Rabbi Yitzchak Neria
Former Rosh Kollel in Montreal (1999-2002)

 

This week’s parsha contains the emotional scene where Avraham commands his servant Eliezer – “the elder of his household” (Breishit 24:2) – to travel from Eretz Canaan to Avraham’s old home in order to find a wife for Avraham’s son Yitzchak.

Interestingly, Avraham places full confidence in his servant. Indeed, Eliezer is never told which type of wife to find for Yitzchak. The only condition is that she not be a Canaanite.

Thus, Eliezer sets out on his mission, with so much riding on the outcome. Yet, astonishingly, he does not try to find a suitable wife. Instead, he implements a test – or, more precisely, a game of chance – which is likely to result in failure.

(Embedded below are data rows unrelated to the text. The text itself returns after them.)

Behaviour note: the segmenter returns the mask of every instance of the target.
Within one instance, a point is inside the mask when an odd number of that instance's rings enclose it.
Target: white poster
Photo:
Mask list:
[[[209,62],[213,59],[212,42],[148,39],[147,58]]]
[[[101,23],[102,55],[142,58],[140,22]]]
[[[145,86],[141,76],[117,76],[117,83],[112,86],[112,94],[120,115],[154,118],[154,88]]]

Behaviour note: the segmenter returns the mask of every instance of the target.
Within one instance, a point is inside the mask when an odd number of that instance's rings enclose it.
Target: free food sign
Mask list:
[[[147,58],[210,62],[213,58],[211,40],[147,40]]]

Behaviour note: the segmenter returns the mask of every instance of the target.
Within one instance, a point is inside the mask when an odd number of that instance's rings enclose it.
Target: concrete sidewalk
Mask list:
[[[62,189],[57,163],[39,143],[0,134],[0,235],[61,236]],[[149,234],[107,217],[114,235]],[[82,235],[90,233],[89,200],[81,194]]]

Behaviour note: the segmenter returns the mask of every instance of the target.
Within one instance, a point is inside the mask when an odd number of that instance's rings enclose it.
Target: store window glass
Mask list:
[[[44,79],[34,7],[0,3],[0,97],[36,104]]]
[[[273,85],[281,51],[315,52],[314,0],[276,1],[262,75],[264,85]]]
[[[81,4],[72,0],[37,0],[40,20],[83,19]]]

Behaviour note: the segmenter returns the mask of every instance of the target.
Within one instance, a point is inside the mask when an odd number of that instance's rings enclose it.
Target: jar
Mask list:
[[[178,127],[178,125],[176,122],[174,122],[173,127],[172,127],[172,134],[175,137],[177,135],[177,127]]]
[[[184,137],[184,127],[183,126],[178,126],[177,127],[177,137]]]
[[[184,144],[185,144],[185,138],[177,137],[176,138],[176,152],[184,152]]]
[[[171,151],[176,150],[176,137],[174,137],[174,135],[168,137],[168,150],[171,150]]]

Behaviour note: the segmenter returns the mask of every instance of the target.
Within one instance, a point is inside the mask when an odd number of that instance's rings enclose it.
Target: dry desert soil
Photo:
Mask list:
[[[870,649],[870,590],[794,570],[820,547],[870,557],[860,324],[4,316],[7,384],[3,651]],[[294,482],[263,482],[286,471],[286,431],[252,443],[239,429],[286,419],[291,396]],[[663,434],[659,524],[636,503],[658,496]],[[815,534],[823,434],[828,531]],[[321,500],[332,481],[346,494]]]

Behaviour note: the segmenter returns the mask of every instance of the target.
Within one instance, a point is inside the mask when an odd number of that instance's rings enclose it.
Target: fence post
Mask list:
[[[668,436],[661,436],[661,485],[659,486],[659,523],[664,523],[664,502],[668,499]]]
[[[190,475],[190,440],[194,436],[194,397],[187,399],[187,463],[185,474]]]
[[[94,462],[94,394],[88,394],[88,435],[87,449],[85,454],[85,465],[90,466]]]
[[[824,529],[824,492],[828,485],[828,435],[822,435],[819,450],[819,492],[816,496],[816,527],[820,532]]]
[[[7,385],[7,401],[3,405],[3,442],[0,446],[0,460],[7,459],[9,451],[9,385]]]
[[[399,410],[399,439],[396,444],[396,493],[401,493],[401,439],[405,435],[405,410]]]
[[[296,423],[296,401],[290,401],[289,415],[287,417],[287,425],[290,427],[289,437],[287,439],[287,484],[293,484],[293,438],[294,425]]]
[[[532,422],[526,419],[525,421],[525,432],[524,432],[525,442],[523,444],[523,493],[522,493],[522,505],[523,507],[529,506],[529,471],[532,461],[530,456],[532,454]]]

Accordingly, we wonder if Avraham may not have been somewhat misguided when he blindly trusted Eliezer. But before we answer this question, we will pose another one.

In great detail, the Torah describes Eliezer’s encounter with Rivka, the examination, and her nobility and refinement. In fact, the Torah recounts the same story twice. Why? Chazal explain, “The conversation of the Avot’s slaves is more pleasing than the Torah of [their] descendents.” Eliezer’s discussion is more important that the descendents’ halachot and Torah. Therefore, the Torah devotes so much space to this incident.

However, we should note that Chazal stress that Eliezer’s actions are significant because he is Avraham’s servant – “the conversation of the Avot’s slaves.”

We all have a tendency to underestimate others – even our closest family members. Maybe we are so used to our loved ones that we can no longer value their uniqueness. Or, perhaps, we have no other basis for comparison. In any event, with no one to fully appreciate them, many people go through life with their principles and their statures unrecognized and unacclaimed.

But Eliezer views Avraham in an entirely different light – the light of admiration. Eliezer understands that he can learn a lot from Avraham’s actions, deeds, and conduct. Hence, only Eliezer – who knows Avraham so well – has the proper perspective to accurately gauge which girl will serve as the best wife for “his master’s son.” Thus, rather than referring to him as Yitzchak, Eliezer specifically says,

“She is the woman whom Hashem has designated for my master’s son.” (Breishit 24:44)

Furthermore, Eliezer’s test focuses on Rivka’s midat hachessed (loosely translated as the quality of benevolence), which is the primary midah associated with Avraham: “chessed l’Avraham”.